I hear Star Wars VII is being worked on, with VIII coming a few years down the line, and IX a few years later, since Disney is going to want to keep the franchise going on a regular basis. There was a reason Lucas didn't turn out another movie every few years.
Hopefully the Turtles will eventually go back to normal. Difficult to see them as huge Hulk clones. Defeats the purpose of little guy beats Goliath. But then again Wolverine is a foot taller in the movies than he is in the comics.
I'm not sure there is a solution really. And if there is, I don't see the Big Two making the effort. Too much would have to change for the industry to start to experience long term growth, and as long as they're looking at short term profits and letting the future (i.e the people that will take over after the guys currently running things move on) fend for itself they're not going to make those changes.
Cheaper paper ain't gonna happen. That would be like TV and movies going back to black-and-white (and that ain't happening, either).
Mark Sullivan (Vertiginous Mod) said:
This cheaper paper idea always comes up in discussions like this. I know I've seen convincing evidence that it doesn't improve the economics much, but I couldn't find any just now using Google. But it's easy to believe that getting comics into more outlets would increase exposure.
I think publishers have made some efforts at doing this with the book market.

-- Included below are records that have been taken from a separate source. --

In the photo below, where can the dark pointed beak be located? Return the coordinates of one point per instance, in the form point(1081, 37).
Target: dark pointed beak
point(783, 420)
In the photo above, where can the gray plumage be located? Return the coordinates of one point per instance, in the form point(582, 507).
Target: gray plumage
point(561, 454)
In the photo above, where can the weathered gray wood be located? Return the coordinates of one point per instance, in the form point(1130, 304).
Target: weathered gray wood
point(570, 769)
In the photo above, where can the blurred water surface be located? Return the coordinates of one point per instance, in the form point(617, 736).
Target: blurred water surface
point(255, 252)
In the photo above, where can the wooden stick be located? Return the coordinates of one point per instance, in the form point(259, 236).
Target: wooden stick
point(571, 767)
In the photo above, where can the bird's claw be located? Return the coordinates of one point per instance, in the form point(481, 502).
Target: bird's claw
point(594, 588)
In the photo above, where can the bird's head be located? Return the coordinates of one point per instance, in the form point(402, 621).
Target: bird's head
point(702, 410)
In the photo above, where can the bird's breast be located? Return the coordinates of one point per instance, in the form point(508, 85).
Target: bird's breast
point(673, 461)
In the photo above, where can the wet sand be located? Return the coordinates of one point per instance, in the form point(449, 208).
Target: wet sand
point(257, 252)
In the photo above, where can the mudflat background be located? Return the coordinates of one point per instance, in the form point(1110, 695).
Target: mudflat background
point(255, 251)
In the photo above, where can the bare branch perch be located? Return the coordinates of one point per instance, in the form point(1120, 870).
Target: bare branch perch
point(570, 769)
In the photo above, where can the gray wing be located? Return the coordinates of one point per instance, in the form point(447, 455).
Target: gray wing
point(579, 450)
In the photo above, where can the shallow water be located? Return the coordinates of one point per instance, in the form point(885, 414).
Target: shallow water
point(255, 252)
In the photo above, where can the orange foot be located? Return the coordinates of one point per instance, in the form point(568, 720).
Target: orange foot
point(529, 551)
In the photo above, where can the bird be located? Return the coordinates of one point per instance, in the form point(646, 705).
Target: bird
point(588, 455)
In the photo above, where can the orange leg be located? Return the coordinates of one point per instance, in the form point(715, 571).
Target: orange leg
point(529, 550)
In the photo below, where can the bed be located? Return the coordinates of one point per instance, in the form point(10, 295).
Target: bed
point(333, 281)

Marvel recently offered some cheap collections at Walmart; DC's Vertigo line has had a couple of bargain-priced sampler compilations; and all of the publishers (especially Image) have gotten in the habit of pricing the first trade paperback in a new series at a lower price (frequently $9.99 instead of $14.99).
The low priced books are probably primarily aimed at existing comics buyers. But there's at least a better chance of an impulse buy if the price is significantly lower.
I do hold out hope that e-comics will reach an audience beyond the existing one. At the very least it is staking out a place in a marketplace that is growing rather than shrinking. As you pointed out, comic shops are scarce in some areas. These days the same thing can be said about book retailers.
Richard Willis said:
I think "reaching the potential audience" is the problem in North America. More digests in many genres on cheaper paper with cheaper cover prices are needed in more outlets. Expecting people who have never read comics to seek out comic shops is nuts and self-defeating.
Ever been blinded by light reflecting off a comic book? Cheaper paper is fine by me.
Mark, is right on the economics of the paper. Tim Seely wrote an article about a few years back, and he tackled a lot of the ground covered here. The printers being used now buy the slicker paper at such a discount, that the cheaper paper being swapped out negates any cost benefit you get out of it.